The company has 17 tons of grapes available to produce wine this
season. A cask of Blanc requires 0.21 ton of grapes, a cask of Red
requires 0.24 ton, and a cask of Blush requires 0.18 ton. The
vineyard has enough storage space in its aging room to store 80
casks of wine. The vineyard has 1200 hours of production capacity,
and it requires 12 hours to produce a cask of Blanc, 14.5 hours to
produce a cask of Red, and 16 hours to produce a cask of Blush.
From past sales the vineyard knows that in the local market the
demand for the Blush will be no more than half of the sales of the
other two wines combined. The profit for a cask of Blanc is $7,500,
the profit for a cask of Red is $8,200, and the profit for a cask
of Blush is $10,500.
The vineyard constructed a LP model to maximize its profit as
follows.
LP-1:
max Z = 7500x1+8200x2+10500x3
subject to:
0.21x1+0.24x2+0.18x3≤17
x1+x2+x3≤80
12x1+14.5x2+16x3≤1200
-12x1+x2+x3≤0
x1,x2,x3≥0
The optimal solution is 20 casks of Blanc, 33.33 casks of Red,
and 26.67 casks of Blush,
with profit of $703,333.
Mountain Laurel Vineyards gets good reputation for their high
quality of wines. A wine seller in another city requests to order
35 casks of Mountain Red. In order to gain larger market, the
vineyard accepted the deal and signed the contract.

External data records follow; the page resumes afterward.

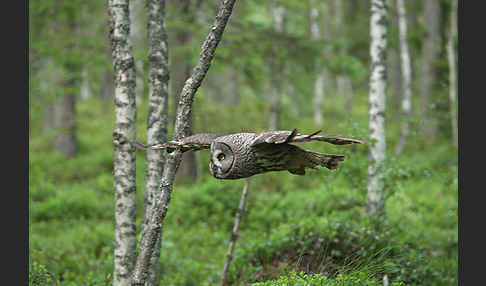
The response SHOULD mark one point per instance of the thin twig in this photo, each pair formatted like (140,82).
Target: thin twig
(234,233)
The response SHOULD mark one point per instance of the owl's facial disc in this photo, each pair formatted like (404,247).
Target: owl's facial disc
(222,158)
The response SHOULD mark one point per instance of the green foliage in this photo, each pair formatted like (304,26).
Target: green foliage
(301,278)
(296,230)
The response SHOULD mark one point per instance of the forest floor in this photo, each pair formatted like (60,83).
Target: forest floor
(310,228)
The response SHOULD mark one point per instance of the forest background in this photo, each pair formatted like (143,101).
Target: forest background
(292,226)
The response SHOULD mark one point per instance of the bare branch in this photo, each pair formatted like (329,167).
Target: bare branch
(234,233)
(161,202)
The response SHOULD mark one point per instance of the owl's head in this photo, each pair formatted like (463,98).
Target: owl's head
(222,158)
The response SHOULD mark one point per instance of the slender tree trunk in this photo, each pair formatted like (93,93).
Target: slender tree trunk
(137,39)
(343,81)
(451,55)
(234,233)
(162,199)
(107,88)
(394,72)
(188,171)
(407,77)
(319,83)
(430,55)
(157,118)
(378,27)
(234,83)
(276,66)
(64,113)
(124,142)
(84,92)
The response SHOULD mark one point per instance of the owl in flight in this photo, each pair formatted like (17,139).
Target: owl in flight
(241,155)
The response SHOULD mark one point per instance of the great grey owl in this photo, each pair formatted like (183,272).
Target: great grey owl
(241,155)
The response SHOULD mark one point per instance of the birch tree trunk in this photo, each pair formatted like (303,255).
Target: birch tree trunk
(319,83)
(406,76)
(430,54)
(393,58)
(137,39)
(451,55)
(188,171)
(378,27)
(123,142)
(64,119)
(276,67)
(157,118)
(184,110)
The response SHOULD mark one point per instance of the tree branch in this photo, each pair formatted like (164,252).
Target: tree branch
(161,202)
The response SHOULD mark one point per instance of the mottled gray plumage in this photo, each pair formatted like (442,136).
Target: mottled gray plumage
(241,155)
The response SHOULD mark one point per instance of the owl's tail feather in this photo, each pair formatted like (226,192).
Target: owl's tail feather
(329,161)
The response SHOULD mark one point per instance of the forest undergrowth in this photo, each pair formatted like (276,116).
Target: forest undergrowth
(309,229)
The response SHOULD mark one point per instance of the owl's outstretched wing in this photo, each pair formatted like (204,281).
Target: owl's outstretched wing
(280,137)
(195,142)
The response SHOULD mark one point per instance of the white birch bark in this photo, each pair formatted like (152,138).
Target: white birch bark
(138,43)
(430,54)
(157,117)
(123,141)
(277,13)
(451,55)
(378,29)
(184,110)
(406,67)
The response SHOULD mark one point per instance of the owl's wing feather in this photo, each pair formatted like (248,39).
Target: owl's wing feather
(201,141)
(280,137)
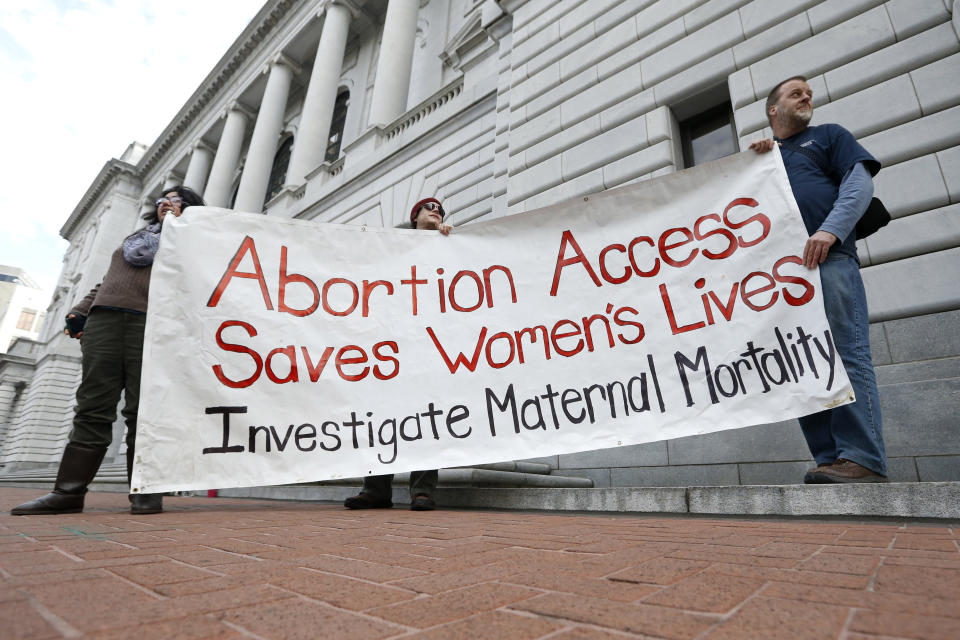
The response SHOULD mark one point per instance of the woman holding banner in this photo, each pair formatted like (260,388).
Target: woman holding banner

For this problem and the market opportunity, Mountain Laurel
Vineyards conducted research regarding how to expand their wine
production system. From sensitivity report of LP-1, they can see
expand what resources can benefit more. However, any increased
resource has certain cost. They found the following facts:
Although their grape farm only produces 17 tons of grape; the
vineyards possibly to purchase more grape from other farms nearby
at the cost of $2000 per ton, and each purchased ton of grape will
cost 3 labor hour. Finally, the total amount of purchased grape
cannot be excess 7 tons.
Although the vineyards only has storage capacity of 80 casks,
they can rent more storage at the cost of $800 per cask; maximum
storage of 30 casks can be rent.
The growing production may require more labor hours beyond the
original 1200 hours. To hire a local help will cost $50 per hour,
and the maximum of 500 hours they can increase.
The profit for a cask of Mountain Red increases from $8,200 to
$8,500.
TASKS:
From systems perspective, regarding Mountain Laurel Vineyards
as a system, what is its function? What are inputs to the system?
What are outputs? What are “control signals” or decision variables?
(5%)
From perspective of rational decision, should the Mountain
Laurel Vineyards simply change their original production and sales
plan and provide 35 casks Red for the contracted wine seller in
another city? Why? (5%)
Assume Mountain Laurel Vineyards want to maximize its profit by
expanding their production system. Carefully review the above
stated changes; extend the former linear programming model LP-1
into a new LP model. Write the LP mathematic model as LP-1 does.
(5%)
(Hints: The demand of Blanc applies to
local market only!)